The Buenos Aires Jazz Festival was inspired, in part, by the after-dinner "café concerts" popular in large Argentine cities during the 1960s and '70s. This was followed by Carlos Inzillo's Jazzología, which he first organized in September 1984 and remains the oldest continuously-running jazz festival in Argentina.

Jazz festivals had been organized intermittently in Buenos Aires and a number of other Argentine cities, such as Rosario, La Plata and Avellaneda, during the 1990s. Defying conventional wisdom during the depths of a severe economic crisis, the city of Buenos Aires announced a Buenos Aires Jazz Festival in July 2002. This first event was held on August 6-20, and was free to the public.

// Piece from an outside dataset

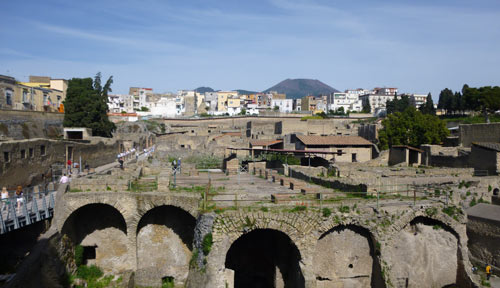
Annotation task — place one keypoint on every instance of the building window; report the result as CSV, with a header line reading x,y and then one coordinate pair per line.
x,y
8,97
25,96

Featuring mostly local artists, notably Pablo Ziegler and Dino Saluzzi, it was held in three locations: Thelonious, Notorious, and The Casual Bar.

The event's success led to a second festival in April 2003, with the addition of the important San Martín Cultural Centre as a venue and with the introduction of paid ticket admission. U.S. jazz vocalist Jane Blackstone was among the 2003 festival's notable international guests. Since then, the event has attracted other internationally renowned jazz artists, among them Kenny Barron, Anthony Braxton, Michael Brecker, Dee Dee Bridgewater, Ron Carter, Dave Douglas, David Gilmore, Herbie Hancock, Fred Hersch, Freddie Hubbard, Rosa Passos, Wayne Shorter, Ralph Towner, Chucho Valdés, Randy Weston, and Cassandra Wilson.

Local pianist Adrián Iaies has been the festival's artistic director since 2007.